Task parallel programs can have correctness issues such as data races and atomicity violations, similar to multithreaded programs. A program exhibits a data race when there are multiple accesses to a shared memory location, at least one of them is a write, and there is no ordering between these accesses. In the absence of locks, a data race occurs when these accesses are not ordered by task management (spawn/sync) constructs. In the presence of locks, a data race occurs when two parallel accesses (one of which is a write) are not protected by a common lock. This tutorial demostrates techniques to detect data races per-input for a given task parallel program.
This tutorial will educate participants on identifying parallelism bottlenecks in task parallel programs. A common metric used to quantify the performance of a task parallel program is asymptotic parallelism, which measures the potential speedup when the program is executed on a large number of processors. It is constrained by the longest chain of tasks that must be executed sequentially (also known as the span or the critical work). Hence, asymptotic parallelism is the ratio of the total work and the critical work performed by the program for a given input. A scalable program must have large asymptotic parallelism. A task parallel program can have low asymptotic parallelism due to multiple factors: coarse-grained tasks, limited work performed by the program, and secondary effects of execution such as contention, low locality, and false sharing.
In this tutorial, we will introduce TaskProf, a profiler that measures asymptotic parallelism in task parallel programs for a given input. TaskProf computes an accurate parallelism profile by performing fine-grained attribution of work to various parts of the program using the structure of a task parallel execution. We will highlight the causal profile feature of TaskProf. TaskProf's causal profile allows users to estimate improvements in parallelism when regions of code are optimized, even before concrete optimizations for them are known.
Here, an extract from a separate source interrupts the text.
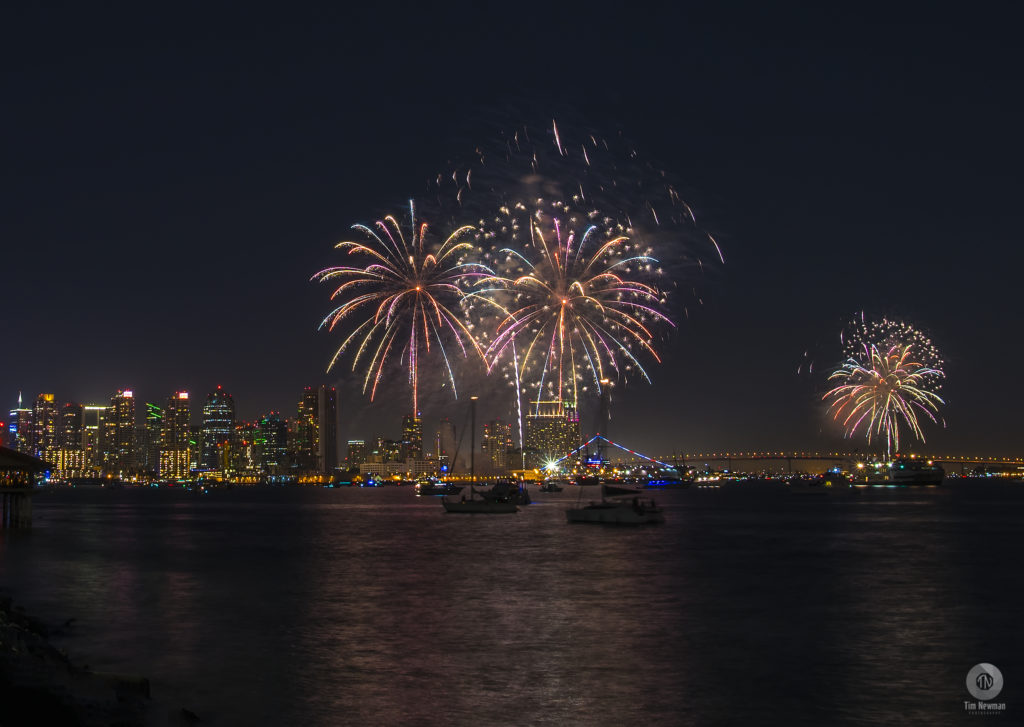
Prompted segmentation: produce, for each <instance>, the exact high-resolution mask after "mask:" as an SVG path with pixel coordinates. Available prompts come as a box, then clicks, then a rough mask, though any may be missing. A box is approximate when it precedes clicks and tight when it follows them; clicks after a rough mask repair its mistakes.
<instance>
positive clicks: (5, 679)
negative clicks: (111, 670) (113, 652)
mask: <svg viewBox="0 0 1024 727" xmlns="http://www.w3.org/2000/svg"><path fill="white" fill-rule="evenodd" d="M70 624H71V623H70V622H69V624H66V626H70ZM49 636H50V631H49V630H48V629H47V628H46V627H45V626H44V625H42V624H41V623H39V622H38V621H36V619H34V618H32V617H31V616H29V615H28V614H27V613H26V612H25V611H24V610H23V609H22V608H19V607H16V606H12V605H11V601H10V599H9V598H4V599H0V704H2V705H3V707H2V709H0V727H20V725H40V724H44V725H54V726H57V725H61V726H62V725H83V726H84V727H100V726H103V727H109V726H111V725H118V726H123V727H136V726H140V727H141V726H146V727H148V726H151V725H153V726H162V725H168V726H175V727H176V726H178V725H194V724H197V723H199V722H200V719H199V717H197V716H196V715H195V714H193V713H191V712H189V711H188V710H185V709H180V708H179V709H176V710H175V709H173V708H169V707H167V705H165V704H161V703H160V702H159V701H157V700H154V699H153V698H152V697H151V694H150V681H148V680H147V679H145V678H142V677H133V676H126V675H114V674H103V673H97V672H93V671H91V670H90V669H89V668H88V667H85V666H79V665H76V664H73V662H72V660H71V659H70V658H69V657H68V655H67V654H66V653H65V652H63V651H62V650H60V649H57V648H56V647H54V646H53V645H52V644H51V643H50V641H49Z"/></svg>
Finally, we will have a hands-on exercise where participants use TaskProf to identify parallelism bottlenecks, estimate the improvement from optimizing the bottlenecks, and design concrete optimizations to obtain performance improvements.
8:30 - 8:45 : Introduction to task parallelism and challenges in writing performance portable programs
8:45 - 9:45 : Core algorithms used for parallelism profiling and what-if analyses
9:45 - 10:00: Demo of profiling with TaskProf
10:00 - 10:30 : Break
10:30 - 11:00 : Demo of bottleneck identifcation with TaskProf
11:00 - 12:00 : Hands-on session with TaskProf to find bottlenecks with two TBB applications
Familiarity with C++ and interest in performance analysis of parallel programs.
Artifacts for the Tutorial
- Measurement of inherent parallelism in a task parallel program
- Construction of series-parallel relationships and fine-grained measurements with task parallel programs
- What-If analyses to identify serialization bottlenecks
- Building debugging tools using series-parallel relationships
- Adarsh Yoga,and Santosh Nagarakatte - A Fast Causal Profiler For Task Parallel Programs - FSE 2017.
- Adarsh Yoga, Santosh Nagarakatte, and Aarti Gupta - Parallel Data Race Detection for Task Parallel Programs with Locks - FSE 2016.